ENTREPRENEURIAL activity is expected to “flourish” across the mid-west region in the coming years, but up to 80% of start-up companies will fail within their first five years of trading, unless they have the right experience mix, it has been warned.
That opinion has been voiced by Limerick Chamber of Commerce president, Kieran MacSweeney, a former senior vice-president of US technology multinational Avocent.
“The reality is that 80% of traditional start-ups fail because they don’t have the necessary blend of technical, entrepreneurial and management skills. Typically 40% of these businesses will even fail in the first year of operations; 80% of those that survive the first five years will fail in the second five. Therefore, after 10 years, only 4% are left and 96% will have failed. This shows that the start-up model in its current typical format, driven by technicians/practitioners, is failing to a large degree,” he said.
Mr MacSweeney was speaking at the launch of Limerick Institute of Technology’s new National Franchise Centre (NFC) – Europe’s first dedicated third-level franchise centre – which aims to aid start-ups and entrepreneurs by aligning the skill-sets of candidates to the right franchise for them and by helping adopt the successful business format franchising methodology at the outset.
Mr MacSweeney said: “Recessions are a breeding-ground for new businesses, as people who have been laid off are forced into having a real go at starting up businesses on their own.
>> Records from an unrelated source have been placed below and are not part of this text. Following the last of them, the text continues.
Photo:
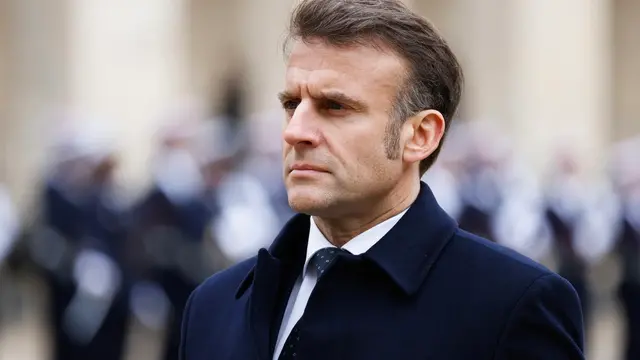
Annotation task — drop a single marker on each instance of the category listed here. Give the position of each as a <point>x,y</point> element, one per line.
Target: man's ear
<point>422,134</point>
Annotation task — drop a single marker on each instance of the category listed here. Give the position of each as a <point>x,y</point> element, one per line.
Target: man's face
<point>338,104</point>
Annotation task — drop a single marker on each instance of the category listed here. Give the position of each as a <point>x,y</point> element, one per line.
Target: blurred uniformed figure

What is critical is that the Government and state agencies give a lead in the same way Limerick Institute of Technology is with the National Franchise Centre.
“Rather than sit on its hands, LIT, supported by Limerick Chamber of Commerce, has gone out and not alone come up with the concept of the National Franchise Centre but secured €1m in funding from the European Globalisation Fund (EGF) for employees made redundant by Dell and down-stream companies over the past 18 months,” he added.